Default options makes it easier to preserve retirement funds
Johannesburg - From this past Friday, all defined contribution retirement funds are required to offer a default preservation fund.
A member can still withdraw their retirement fund when changing jobs, but this makes the investment choice far easier if you wish to keep your funds intact for retirement.
From this month, a company retirement fund will provide resigning workers with the option to leave their accumulated retirement savings in the fund.
According to National Treasury, although the employee will have the right to withdraw their funds, they will be required to seek “retirement benefits counselling” before they make a decision.
When National Treasury issued the first retirement reform paper in July 2015, it identified that one of the main reasons people did not have sufficient money when they retired was because many did not preserve their funds when they changed jobs.
Rather than introduce mandatory preservation, National Treasury recommended changes to company retirement funds that make it easier for members to preserve their money.
It also ensures members get financial advice before withdrawing funds.
There has been an increase in preservation rates of retirement funds where a default preservation rate already exists and where employees were required to get advice before withdrawing the money.
Unfortunately, the reality for most employees is that it is often easier for them to take the cash withdrawal rather than navigate the world of retail investing.
Retail preservation funds also tend to be more expensive compared with the fees paid by a company fund.
As human nature tends to follow the course of least resistance, or least effort, there could be an increase in overall preservation rates just because it’s easier to leave your retirement fund to grow rather than withdraw it.
Default investment portfolios for company retirement funds are also now required by law, which means that the retirement fund must have a default investment portfolio that is appropriate, reasonably priced, offers good value for money and is well communicated to members.
A fund can still offer a range of investment portfolios, but, if no selection is made, the member will move into the default investment option.
Treasury also wanted to introduce a default annuity strategy on retirement, making it easier and less expensive for individuals to purchase an annuity.
However, a life annuity, once chosen or defaulted into, becomes irreversible, so Treasury elected for what David Gluckman of Sanlam Umbrella Funds describes as a “trustee-endorsed annuity strategy”.
What this means is that the trustees of the fund need to make a recommendation to their members on their annuity income in retirement.
This could be a living annuity or life annuity, or a hybrid option.
Considering the complexity around annuities, this endorsed annuity should make it easier for members when it comes to making decisions around their retirement income.
A company fund selected annuity should provide for a cost saving as the retirement fund would have economies of scale, negotiating for better investment rates than the member would receive if selecting the annuity as a retail client.
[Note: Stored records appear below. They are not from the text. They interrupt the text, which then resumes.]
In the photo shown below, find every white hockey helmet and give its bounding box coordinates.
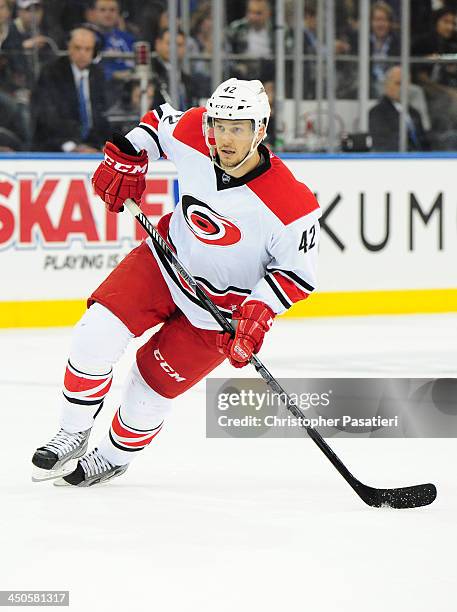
[204,78,271,169]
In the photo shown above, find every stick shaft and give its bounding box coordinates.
[124,199,437,509]
[124,199,362,486]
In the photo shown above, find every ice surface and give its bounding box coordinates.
[0,314,456,612]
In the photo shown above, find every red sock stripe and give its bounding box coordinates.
[64,366,113,398]
[113,428,162,448]
[85,379,113,398]
[110,408,163,449]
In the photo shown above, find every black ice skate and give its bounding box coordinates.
[53,448,128,487]
[32,428,91,482]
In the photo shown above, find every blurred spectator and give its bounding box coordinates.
[412,7,457,61]
[2,0,58,89]
[369,66,428,151]
[0,0,28,151]
[140,1,167,48]
[0,0,16,92]
[301,4,318,99]
[188,1,212,98]
[46,0,87,35]
[369,1,401,98]
[227,0,273,55]
[108,78,154,133]
[336,0,358,38]
[32,26,110,151]
[260,68,276,147]
[226,0,273,79]
[93,0,135,81]
[117,0,148,37]
[285,0,359,99]
[0,126,23,151]
[412,8,457,148]
[152,28,197,110]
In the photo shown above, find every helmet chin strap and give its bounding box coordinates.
[204,115,264,173]
[213,130,262,173]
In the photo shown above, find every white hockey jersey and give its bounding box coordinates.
[126,104,321,330]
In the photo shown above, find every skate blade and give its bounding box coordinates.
[53,466,129,488]
[53,477,73,487]
[32,461,77,482]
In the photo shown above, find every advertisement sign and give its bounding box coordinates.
[0,158,177,302]
[0,154,456,325]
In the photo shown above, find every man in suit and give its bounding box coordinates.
[32,26,110,152]
[369,66,429,152]
[151,28,197,111]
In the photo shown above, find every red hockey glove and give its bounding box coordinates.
[217,301,275,368]
[92,141,148,213]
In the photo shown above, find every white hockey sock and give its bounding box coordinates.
[98,362,171,466]
[60,303,134,433]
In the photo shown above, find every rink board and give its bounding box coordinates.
[0,153,455,327]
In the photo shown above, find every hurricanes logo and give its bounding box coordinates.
[181,195,241,246]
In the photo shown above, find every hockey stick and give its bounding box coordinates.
[125,199,437,509]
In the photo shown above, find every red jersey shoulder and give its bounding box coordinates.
[248,153,319,225]
[140,108,160,131]
[173,107,209,157]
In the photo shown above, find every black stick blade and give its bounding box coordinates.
[358,483,437,509]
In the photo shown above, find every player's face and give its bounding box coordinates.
[213,119,256,168]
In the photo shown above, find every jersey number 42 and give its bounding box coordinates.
[299,225,316,254]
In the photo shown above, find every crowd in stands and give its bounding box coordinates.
[1,0,457,152]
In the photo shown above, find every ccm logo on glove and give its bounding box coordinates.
[104,154,147,175]
[217,300,275,368]
[92,141,148,213]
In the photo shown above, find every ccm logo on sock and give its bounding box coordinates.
[153,349,186,382]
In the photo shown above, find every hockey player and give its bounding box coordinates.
[31,78,321,487]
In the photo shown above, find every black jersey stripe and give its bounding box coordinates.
[139,124,165,157]
[267,268,315,293]
[265,275,293,309]
[194,276,251,297]
[153,243,233,316]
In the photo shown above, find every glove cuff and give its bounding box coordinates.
[238,300,275,331]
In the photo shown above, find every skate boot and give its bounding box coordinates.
[32,428,90,482]
[54,448,128,487]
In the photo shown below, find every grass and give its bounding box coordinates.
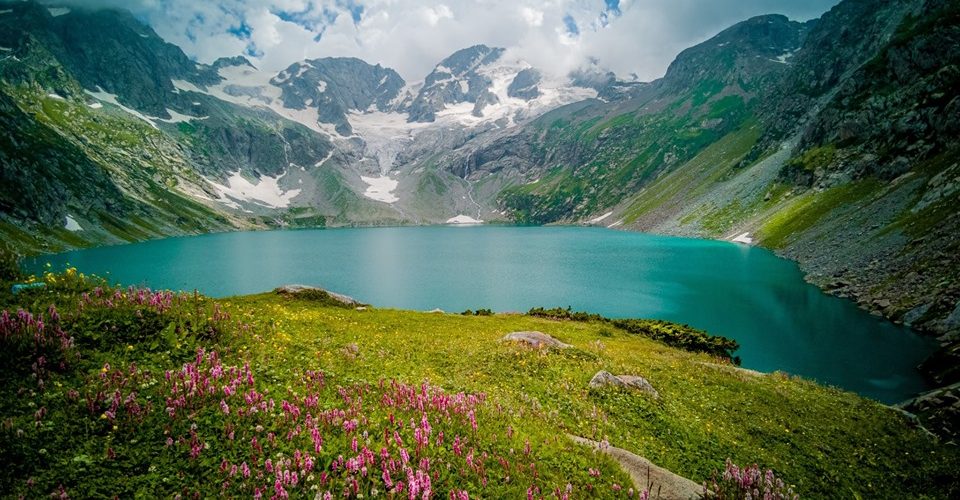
[1,268,958,498]
[758,180,883,249]
[621,123,761,225]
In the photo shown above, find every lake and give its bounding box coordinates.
[26,225,935,403]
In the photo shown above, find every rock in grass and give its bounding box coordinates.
[589,370,625,389]
[618,375,660,399]
[589,370,659,398]
[502,331,571,349]
[569,435,700,499]
[275,284,364,308]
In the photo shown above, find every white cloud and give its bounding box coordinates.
[49,0,840,82]
[520,7,543,27]
[422,4,453,27]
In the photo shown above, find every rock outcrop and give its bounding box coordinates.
[589,371,660,398]
[569,435,701,500]
[897,381,960,444]
[274,284,364,308]
[502,331,571,349]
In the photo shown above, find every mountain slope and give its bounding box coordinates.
[408,1,960,382]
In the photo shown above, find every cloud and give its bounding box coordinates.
[520,7,543,28]
[422,4,453,27]
[45,0,840,81]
It also means that members are more likely to obtain advice before making a decision about their annuity income.
As Gluckman explains, if a member does not elect an annuity on retirement from the company, the retirement benefits will remain in the fund until the member makes a decision to retire from the fund itself and select the appropriate annuity.
This is an advantage to individuals who may be retiring from a company, but plan to work after retirement and do not require their retirement income.
By leaving their money in the retirement fund, it can continue grow until they need it.
It is important to note that these changes do not apply to the Government Employees’ Pension Fund, which has its own set of rules.